Per gli afroamericani ridotti in schiavitù, il matrimonio in quanto legame eterno era considerata un’utopia.
Le tradizionali promesse di fedeltà permanente, che di rito vengono pronunciate ancora oggi di fronte all’officiante, in quel contesto storico prevedevano un’ulteriore clausola:
“Prendi quest’uomo (o questa donna) come tuo sposo/a, finché morte o distanza non vi separi?
Consapevoli delle conseguenze a cui potevano andare incontro, le coppie si sposavano comunque e mettevano su famiglia nel tentativo di ammorbidire le dure condizioni di vita dettate dalla schiavitù.

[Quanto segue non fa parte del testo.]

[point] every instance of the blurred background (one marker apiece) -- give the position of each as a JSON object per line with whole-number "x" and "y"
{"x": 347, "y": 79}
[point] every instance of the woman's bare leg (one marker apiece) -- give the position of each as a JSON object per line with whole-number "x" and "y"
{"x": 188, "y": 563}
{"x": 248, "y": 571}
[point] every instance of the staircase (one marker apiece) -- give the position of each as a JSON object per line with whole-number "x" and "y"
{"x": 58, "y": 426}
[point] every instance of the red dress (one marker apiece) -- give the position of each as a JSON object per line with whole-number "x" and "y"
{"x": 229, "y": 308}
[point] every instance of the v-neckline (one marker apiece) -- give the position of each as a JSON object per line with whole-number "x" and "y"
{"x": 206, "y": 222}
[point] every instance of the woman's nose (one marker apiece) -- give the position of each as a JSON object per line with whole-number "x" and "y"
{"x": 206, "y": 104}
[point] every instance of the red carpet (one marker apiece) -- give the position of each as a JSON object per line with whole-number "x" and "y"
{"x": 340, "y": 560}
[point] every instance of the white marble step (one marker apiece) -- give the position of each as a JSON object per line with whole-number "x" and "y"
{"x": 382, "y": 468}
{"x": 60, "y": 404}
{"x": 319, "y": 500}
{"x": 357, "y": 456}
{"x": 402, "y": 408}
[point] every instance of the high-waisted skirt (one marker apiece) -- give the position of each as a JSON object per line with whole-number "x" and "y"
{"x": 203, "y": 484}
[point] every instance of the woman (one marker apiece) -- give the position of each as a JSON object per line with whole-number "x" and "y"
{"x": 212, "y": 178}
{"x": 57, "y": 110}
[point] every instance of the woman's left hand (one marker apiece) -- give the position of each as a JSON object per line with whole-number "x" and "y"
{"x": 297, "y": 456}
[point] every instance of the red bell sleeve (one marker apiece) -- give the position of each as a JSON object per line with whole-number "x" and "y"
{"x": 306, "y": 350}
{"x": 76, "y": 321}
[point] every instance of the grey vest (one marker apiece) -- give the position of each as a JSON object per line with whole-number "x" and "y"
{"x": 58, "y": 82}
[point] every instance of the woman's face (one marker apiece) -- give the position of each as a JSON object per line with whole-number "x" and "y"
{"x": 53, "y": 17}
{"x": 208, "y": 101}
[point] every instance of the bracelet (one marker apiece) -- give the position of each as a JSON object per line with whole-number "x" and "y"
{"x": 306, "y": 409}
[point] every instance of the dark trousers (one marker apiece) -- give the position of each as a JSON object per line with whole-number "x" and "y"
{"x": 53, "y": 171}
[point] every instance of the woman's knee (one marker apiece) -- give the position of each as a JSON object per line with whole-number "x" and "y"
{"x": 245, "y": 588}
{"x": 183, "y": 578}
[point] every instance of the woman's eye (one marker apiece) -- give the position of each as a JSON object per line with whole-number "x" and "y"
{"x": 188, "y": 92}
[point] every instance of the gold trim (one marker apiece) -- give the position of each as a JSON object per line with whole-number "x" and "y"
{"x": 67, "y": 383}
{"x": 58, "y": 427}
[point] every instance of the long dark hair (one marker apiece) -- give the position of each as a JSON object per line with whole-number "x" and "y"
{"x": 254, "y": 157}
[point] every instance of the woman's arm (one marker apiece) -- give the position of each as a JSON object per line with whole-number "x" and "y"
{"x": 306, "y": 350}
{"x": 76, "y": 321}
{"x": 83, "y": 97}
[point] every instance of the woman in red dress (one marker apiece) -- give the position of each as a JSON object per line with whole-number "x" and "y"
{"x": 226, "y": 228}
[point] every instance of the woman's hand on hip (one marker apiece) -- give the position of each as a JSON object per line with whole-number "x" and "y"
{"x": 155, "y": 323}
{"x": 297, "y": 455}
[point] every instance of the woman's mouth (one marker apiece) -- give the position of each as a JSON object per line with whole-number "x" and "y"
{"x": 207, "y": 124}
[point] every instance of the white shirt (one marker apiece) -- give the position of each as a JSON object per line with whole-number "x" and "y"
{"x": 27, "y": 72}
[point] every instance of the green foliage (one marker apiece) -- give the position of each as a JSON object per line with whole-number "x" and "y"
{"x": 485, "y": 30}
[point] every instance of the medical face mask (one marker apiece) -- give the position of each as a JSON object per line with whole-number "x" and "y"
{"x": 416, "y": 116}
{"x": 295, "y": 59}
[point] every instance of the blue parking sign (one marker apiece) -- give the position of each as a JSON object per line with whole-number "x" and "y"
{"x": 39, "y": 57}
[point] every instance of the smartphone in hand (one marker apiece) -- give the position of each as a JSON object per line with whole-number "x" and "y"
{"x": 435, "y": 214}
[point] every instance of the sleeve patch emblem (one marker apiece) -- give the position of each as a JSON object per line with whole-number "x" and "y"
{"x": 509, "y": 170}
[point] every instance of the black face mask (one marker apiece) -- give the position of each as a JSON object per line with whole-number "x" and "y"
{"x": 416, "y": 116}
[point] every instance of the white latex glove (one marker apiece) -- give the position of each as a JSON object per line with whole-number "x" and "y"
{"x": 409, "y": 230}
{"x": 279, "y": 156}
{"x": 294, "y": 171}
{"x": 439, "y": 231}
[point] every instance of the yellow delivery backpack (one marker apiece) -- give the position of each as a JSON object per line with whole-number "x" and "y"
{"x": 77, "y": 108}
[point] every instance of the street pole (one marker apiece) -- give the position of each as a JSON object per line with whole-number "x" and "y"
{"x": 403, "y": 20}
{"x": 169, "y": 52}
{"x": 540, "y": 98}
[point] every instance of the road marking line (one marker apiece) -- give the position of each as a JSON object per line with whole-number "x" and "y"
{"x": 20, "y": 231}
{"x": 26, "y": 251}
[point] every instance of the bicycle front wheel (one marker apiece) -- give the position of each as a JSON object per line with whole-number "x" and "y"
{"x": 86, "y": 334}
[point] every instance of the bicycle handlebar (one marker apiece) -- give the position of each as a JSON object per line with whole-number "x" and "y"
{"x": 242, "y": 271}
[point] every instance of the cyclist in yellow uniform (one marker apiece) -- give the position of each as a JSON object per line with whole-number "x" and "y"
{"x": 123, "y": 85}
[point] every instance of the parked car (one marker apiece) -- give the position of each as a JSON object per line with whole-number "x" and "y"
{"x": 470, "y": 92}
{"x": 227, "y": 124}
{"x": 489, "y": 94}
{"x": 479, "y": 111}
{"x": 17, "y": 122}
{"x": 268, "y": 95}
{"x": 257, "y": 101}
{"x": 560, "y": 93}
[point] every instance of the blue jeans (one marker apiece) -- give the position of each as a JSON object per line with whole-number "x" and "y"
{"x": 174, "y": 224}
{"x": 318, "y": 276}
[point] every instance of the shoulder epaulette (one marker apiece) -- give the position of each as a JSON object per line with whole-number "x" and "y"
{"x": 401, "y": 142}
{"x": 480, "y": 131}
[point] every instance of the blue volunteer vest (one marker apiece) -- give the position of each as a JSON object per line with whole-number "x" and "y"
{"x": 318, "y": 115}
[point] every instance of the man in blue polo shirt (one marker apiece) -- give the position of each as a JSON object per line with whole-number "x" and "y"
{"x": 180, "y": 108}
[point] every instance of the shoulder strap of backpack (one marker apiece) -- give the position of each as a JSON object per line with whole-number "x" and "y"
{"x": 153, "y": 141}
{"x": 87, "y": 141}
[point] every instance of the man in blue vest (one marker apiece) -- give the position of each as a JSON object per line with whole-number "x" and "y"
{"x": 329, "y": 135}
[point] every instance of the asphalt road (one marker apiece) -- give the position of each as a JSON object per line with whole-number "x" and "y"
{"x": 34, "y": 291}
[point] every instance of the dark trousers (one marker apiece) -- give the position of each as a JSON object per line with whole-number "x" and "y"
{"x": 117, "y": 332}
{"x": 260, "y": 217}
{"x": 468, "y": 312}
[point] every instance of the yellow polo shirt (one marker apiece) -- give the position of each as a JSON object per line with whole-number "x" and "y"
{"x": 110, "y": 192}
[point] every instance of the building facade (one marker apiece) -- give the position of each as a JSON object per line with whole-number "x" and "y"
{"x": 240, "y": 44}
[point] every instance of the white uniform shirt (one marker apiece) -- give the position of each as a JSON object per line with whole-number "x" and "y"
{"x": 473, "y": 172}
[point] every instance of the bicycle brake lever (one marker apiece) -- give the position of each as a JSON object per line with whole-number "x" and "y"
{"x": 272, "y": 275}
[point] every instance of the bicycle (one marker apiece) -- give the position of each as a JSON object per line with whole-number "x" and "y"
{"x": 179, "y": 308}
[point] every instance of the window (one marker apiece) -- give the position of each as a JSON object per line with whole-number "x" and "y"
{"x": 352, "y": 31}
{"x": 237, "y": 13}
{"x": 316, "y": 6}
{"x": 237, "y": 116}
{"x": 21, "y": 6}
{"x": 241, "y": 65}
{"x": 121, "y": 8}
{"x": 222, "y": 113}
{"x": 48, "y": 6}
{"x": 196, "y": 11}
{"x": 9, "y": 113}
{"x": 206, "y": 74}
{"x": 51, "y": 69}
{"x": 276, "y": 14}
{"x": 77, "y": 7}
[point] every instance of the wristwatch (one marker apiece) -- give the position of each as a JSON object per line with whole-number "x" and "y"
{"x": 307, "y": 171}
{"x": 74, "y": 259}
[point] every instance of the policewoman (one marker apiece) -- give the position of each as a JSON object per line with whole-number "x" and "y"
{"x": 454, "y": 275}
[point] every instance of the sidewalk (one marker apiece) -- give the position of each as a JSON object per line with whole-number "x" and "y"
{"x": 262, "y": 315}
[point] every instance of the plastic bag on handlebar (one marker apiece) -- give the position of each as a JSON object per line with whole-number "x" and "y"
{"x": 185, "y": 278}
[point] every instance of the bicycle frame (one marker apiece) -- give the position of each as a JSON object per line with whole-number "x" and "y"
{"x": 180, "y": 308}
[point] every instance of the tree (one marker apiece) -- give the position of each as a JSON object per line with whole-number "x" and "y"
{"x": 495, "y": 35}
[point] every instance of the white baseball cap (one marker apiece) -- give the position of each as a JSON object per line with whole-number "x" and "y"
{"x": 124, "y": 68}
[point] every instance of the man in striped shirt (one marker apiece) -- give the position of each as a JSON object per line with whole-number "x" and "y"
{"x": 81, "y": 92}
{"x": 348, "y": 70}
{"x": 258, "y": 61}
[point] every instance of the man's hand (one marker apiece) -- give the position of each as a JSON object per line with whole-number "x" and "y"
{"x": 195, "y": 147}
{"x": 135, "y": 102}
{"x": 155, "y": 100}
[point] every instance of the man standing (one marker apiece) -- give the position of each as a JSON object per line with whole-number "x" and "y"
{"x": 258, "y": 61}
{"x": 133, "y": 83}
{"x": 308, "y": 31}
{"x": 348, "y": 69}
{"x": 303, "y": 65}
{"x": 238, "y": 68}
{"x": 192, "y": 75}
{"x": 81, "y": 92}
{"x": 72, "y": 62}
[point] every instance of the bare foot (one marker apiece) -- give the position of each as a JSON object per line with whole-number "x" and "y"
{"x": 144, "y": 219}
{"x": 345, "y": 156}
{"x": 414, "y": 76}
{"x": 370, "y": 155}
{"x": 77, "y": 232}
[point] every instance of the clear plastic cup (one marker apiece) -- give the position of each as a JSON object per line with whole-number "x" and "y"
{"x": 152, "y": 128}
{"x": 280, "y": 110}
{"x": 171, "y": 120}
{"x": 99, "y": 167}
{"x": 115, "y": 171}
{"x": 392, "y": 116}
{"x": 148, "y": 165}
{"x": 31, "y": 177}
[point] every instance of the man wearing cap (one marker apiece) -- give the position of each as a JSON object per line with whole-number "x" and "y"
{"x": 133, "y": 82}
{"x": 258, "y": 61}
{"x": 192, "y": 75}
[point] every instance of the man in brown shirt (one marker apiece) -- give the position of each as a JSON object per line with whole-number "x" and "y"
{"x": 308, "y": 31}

Il più delle volte gli schiavi non avevano potere decisionale sulla scelta dei legami umani: il coniuge veniva selezionato dallo schiavista, che decideva perfino se e quando i suoi servi potevano sposarsi.
Per motivi economici poteva decidere anche di separare le coppie e venderle. O ancora, violava spudoratamente il “sacro vincolo” di quel matrimonio, costringendo le donne a diventare sue concubine, poiché non sussisteva un effettivo vincolo.
Il matrimonio era un atto giuridico e religioso concesso solo a chi deteneva una posizione legale all’interno della società. Per via del loro status, gli schiavi non potevano stipulare contratti di alcun tipo. Di conseguenza i loro matrimoni erano considerati nulli e gli schiavi erano costretti ad accontentarsi di unioni condizionate che potevano essere distrutte in qualsiasi momento.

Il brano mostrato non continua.